Conclusion: Tesla has been callously ignoring over 100 years of basic lessons

Tesla’s Autopilot deployment represents a systematic violation of safety principles established over more than a century of engineering practice, philosophical development, and regulatory evolution. The company ignored:

  • Engineering ethics codes established 1912-1914 requiring public safety primacy
  • Legal duty of care framework established 1916 requiring manufacturer responsibility
  • Philosophical principles of informed consent rooted in Kantian ethics
  • Precautionary principle established internationally 1992 requiring caution despite uncertainty
  • Proven safety methodologies from aviation, nuclear, and pharmaceutical industries

Rather than learning from historical corporate disasters, Tesla followed the same playbook that led to massive preventable harm in tobacco, asbestos, and pharmaceutical industries. Court testimony documented the false safety claims (Vehicle Safety Report with “no math and no science”), evidence concealment (systematic data degradation where “effort had been placed in making it hard to read and hard to use”), and moral positioning (claiming critics “kill people”) that mirror patterns consistently resulting in corporate accountability.

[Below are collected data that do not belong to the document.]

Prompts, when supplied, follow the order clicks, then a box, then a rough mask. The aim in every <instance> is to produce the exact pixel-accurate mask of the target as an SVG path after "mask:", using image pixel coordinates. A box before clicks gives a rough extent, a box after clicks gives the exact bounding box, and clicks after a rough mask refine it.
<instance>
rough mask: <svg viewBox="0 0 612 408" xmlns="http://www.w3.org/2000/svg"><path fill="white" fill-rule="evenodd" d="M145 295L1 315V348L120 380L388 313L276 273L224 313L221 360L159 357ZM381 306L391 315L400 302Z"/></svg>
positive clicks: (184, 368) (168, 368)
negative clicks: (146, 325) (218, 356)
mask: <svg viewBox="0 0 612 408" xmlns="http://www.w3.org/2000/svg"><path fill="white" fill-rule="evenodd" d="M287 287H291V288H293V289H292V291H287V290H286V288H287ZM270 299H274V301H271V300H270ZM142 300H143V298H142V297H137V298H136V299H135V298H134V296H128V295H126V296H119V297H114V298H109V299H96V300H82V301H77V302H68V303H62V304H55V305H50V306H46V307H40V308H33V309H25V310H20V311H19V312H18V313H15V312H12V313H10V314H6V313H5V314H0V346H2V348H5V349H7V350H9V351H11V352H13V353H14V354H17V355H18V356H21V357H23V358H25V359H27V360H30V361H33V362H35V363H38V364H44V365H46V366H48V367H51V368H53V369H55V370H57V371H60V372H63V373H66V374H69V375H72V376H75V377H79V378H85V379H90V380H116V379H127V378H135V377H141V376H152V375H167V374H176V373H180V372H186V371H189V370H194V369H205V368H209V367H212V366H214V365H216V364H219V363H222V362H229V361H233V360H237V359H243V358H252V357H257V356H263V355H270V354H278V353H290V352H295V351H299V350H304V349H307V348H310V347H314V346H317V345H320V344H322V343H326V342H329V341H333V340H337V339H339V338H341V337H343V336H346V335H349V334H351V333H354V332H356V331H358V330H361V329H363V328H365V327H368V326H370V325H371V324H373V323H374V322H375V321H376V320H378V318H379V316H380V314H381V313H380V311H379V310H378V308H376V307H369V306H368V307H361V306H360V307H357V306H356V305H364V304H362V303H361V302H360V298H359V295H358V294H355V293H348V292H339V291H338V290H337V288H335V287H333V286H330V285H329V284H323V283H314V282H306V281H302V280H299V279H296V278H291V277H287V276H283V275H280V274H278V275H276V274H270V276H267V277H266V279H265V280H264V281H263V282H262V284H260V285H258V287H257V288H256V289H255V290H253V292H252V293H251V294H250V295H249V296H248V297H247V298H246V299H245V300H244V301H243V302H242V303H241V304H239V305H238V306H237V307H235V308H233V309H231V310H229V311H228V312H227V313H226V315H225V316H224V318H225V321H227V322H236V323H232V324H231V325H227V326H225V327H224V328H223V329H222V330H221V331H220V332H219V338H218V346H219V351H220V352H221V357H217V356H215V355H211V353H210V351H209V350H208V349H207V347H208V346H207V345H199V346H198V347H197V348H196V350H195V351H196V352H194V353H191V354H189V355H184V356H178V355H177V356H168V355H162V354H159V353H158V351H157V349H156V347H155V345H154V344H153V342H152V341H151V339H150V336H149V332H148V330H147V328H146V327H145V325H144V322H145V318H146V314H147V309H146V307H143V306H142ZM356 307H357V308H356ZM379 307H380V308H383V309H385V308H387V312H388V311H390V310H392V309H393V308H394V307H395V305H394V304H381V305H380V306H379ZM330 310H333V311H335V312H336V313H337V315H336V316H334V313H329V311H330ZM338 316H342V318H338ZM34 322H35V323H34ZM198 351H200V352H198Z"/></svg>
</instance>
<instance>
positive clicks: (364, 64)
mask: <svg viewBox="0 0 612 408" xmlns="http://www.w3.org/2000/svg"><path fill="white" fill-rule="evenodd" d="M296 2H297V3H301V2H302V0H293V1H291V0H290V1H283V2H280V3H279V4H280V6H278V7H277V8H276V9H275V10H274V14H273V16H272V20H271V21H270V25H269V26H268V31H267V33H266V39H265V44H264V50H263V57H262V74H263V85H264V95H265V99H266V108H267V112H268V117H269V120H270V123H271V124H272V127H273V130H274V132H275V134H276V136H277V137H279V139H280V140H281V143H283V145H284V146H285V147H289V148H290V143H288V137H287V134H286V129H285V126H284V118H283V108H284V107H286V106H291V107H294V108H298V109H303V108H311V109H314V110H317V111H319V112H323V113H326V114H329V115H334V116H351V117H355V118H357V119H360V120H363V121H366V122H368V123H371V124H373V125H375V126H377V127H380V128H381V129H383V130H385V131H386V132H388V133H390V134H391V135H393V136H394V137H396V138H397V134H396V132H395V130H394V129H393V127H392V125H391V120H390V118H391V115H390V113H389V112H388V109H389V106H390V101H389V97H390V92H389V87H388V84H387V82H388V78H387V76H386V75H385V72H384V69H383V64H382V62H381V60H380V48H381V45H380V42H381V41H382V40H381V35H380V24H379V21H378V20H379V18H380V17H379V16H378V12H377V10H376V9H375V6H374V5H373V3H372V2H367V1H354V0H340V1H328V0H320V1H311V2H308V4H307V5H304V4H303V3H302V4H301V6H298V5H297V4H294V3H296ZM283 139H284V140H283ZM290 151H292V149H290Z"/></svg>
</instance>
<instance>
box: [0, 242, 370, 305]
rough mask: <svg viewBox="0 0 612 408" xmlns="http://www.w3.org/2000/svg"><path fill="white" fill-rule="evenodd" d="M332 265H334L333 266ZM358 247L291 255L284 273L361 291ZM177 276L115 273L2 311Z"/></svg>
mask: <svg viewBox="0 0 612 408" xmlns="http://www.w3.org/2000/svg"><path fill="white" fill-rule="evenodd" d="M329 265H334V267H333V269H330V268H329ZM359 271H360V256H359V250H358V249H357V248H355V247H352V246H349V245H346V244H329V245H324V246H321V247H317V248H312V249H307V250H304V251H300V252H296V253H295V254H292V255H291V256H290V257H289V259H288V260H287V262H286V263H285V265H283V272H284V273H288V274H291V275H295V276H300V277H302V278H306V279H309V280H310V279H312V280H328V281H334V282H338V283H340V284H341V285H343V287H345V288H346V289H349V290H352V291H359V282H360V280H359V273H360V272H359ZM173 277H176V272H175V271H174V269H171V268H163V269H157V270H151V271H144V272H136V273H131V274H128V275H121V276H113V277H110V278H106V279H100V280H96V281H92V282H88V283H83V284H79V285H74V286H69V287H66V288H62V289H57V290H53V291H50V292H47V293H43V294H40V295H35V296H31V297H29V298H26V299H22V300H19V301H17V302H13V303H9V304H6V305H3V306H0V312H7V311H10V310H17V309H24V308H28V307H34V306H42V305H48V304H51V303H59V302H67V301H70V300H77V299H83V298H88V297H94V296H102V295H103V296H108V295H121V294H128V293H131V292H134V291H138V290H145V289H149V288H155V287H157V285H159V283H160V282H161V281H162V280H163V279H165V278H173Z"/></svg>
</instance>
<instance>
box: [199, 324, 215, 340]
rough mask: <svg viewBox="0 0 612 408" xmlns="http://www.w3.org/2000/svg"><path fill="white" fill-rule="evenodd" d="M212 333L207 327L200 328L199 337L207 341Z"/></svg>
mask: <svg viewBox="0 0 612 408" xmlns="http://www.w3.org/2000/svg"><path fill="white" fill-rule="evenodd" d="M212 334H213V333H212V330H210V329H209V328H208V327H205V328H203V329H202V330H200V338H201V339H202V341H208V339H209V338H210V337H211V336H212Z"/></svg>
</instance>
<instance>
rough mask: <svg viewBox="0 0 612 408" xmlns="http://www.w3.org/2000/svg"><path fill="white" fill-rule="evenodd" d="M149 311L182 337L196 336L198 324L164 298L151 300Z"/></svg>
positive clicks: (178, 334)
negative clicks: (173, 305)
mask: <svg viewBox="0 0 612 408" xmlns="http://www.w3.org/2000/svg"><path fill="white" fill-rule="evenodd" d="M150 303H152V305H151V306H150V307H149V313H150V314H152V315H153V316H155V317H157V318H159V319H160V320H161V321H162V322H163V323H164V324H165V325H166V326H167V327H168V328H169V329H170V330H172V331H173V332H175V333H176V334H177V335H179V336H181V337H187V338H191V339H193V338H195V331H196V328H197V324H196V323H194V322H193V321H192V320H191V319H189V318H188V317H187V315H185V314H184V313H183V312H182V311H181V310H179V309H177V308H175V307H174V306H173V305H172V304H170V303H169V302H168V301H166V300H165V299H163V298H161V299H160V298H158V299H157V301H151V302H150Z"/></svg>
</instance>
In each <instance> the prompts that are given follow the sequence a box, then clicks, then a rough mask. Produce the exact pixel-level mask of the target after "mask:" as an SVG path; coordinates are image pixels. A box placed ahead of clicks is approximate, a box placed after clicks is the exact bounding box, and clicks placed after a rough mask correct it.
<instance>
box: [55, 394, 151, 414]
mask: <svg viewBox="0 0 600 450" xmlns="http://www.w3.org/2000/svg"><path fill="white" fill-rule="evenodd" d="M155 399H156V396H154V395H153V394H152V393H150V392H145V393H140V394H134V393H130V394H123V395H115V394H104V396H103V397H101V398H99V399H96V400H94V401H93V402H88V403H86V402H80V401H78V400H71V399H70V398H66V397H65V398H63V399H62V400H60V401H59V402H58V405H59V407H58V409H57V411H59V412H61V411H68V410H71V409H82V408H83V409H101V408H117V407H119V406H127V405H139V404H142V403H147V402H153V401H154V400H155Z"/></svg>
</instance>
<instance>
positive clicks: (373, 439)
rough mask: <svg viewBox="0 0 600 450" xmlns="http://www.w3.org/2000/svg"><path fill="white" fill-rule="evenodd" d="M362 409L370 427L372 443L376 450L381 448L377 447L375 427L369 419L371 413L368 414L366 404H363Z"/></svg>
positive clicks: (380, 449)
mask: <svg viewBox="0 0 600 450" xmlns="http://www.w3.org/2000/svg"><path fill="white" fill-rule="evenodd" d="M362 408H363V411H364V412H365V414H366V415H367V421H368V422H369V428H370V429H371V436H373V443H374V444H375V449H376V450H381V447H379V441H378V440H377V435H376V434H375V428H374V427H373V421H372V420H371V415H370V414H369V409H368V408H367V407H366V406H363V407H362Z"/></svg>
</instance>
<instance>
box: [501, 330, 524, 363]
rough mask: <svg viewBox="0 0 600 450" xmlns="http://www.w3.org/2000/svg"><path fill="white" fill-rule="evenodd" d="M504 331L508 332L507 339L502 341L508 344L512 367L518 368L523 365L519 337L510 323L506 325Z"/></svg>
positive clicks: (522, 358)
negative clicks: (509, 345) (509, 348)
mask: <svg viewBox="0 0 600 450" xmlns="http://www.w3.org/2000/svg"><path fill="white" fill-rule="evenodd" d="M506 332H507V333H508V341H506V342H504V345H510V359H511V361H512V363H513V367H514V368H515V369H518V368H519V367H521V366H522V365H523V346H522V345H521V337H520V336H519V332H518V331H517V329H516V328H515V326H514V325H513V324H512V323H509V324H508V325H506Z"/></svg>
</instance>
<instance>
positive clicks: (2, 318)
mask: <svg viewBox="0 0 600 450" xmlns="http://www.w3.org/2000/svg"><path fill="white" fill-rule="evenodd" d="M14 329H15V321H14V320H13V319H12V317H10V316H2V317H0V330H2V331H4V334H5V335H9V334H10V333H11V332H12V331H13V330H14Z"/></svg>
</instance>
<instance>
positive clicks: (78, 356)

Tesla had access to over a century of established safety principles and historical lessons about the consequences of violating them. The company’s choice to ignore this framework represents not innovation, but systematic rejection of hard-won knowledge. Court testimony reveals Tesla knew their system would “detect imminent crashes for seconds but was programmed to simply ‘abort’ rather than brake” and that drivers “ignored steering wheel warnings ‘6, 10, plus times an hour,'” yet they continued aggressive deployment and marketing claims about superior safety.

The historical record suggests that the Tesla management approach, like the awful predecessors, ultimately has to result in regulatory intervention and legal accountability. And this can not come soon enough to protect the market from fraud, given how Tesla is causing preventable harm that established safety principles were specifically designed to prevent.

Nearly half of the participants in the latest Electric Vehicle Intelligence Report said they did not trust Tesla, while more than a third who said they had a negative perception. The company also had the lowest perceived safety rating of any major EV manufacturer, following several high-profile accidents.